Mais en ce qui concerne ses conférences, elles parlent donc de cette carrière, de la résilience dont il a fait preuve après ses différentes blessures, et des enseignements qu'il a pu en tirer. "J'interviens notamment en entreprises, ces valeurs de résilience y sont importantes". Cherche-t-il à inspirer les gens ? "D'une certaine façon, pour encourager les personnes à rester motivés, même quand le succès n'est pas au rendez-vous".

"J'ai appris beaucoup plus de mes défaites que de mes victoires", relance-t-il. Quand vous gagnez, tout est facile, tout le monde vient à vous. C'est dans les défaites qu'on se construit". Un message qu'il veut transmettre aux jeunes. "Si les jeunes pleins de rêves n'arrivent pas à les réaliser dans le sport, ils doivent au moins apprendre le reste, qui leur sera utile ensuite" Un parallèle évident avec le monde de l'entreprise. Et une suite logique pour lui. .
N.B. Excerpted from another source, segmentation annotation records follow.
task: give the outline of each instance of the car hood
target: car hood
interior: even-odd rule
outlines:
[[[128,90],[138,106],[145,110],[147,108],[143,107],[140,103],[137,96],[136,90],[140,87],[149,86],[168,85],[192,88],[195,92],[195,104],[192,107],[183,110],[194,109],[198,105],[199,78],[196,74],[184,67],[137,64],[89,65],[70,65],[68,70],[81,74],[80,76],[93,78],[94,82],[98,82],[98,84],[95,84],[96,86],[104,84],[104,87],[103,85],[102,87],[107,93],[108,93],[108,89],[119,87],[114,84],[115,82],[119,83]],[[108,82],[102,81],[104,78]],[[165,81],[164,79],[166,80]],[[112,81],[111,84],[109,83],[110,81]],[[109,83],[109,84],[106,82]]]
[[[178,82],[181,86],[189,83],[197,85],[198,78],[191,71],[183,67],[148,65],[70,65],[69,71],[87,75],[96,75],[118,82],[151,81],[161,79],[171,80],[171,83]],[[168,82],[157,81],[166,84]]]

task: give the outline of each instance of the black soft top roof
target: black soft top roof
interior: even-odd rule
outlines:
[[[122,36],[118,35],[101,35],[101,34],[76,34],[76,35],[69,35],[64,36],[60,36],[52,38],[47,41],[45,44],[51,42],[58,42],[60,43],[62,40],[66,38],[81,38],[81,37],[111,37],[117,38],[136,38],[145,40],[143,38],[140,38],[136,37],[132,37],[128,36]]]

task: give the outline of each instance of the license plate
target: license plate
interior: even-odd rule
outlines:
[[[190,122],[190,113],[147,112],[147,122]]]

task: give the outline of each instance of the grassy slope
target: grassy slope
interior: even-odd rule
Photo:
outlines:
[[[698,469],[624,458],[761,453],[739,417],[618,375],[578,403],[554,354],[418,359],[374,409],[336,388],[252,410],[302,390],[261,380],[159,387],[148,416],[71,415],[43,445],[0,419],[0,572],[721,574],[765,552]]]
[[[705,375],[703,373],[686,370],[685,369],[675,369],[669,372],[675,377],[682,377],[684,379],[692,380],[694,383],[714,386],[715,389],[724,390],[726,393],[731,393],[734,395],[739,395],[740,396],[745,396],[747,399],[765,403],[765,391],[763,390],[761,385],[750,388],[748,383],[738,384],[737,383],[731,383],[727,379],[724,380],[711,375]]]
"Je n'ai pas vraiment eu à faire le deuil de ma carrière sportive. J'ai skié jusqu'à 38 ans, j'ai connu énormément de succès. J'ai eu une carrière longue et riche, et c'est cette longévité et ce succès qui a inspiré la suite". Après, et même pendant, puisque Audi l'a accompagné durant presque toute sa carrière, tout comme Head, marque de ski et de sportswear. Aujourd'hui, Didier Cuche est logiquement ambassadeur de ces deux marques, jouant un rôle d'expert entre autres choses. 

Mais il garde un oeil sur le circuit Coupe du monde. Il est d'ailleurs à Kitzbühel pour les épreuves du weekend, pour son rôle d'ambassadeur certes, mais il reste un observateur auguisé. Et reconnaît que "les Français ont quelques sacrés bons skieurs. Quand Steven Amiez sera constant sur les deux manches, ça va faire mal. Avec lui et Clément Noël, la valeur sûre, vous êtes armés en slalom"

Ayant connu la blessure, il espère que Cyprien Sarrazin (gravement blessé en décembre après une chute, NDLR) se remettra d'aplomb, en ce qui concerne la vie de tous les jours dans un premier temps avant de penser à la compétition. Avant de finir par un petit clin d'oeil pour Victor Muffat-Jeandet

"Je suis vraiment impressionné par sa résilience, après toutes les blessures qu'il a subi. L'autre jour, il a fait le meilleur temps de la deuxième manche lors du slalom d'Adelboden. J'aimerai beaucoup qu'il claque un bon résultat avant la fin de la saison". À 50 ans, Didier Cuche n'est pas prêt de quitter le bord des pistes de ski.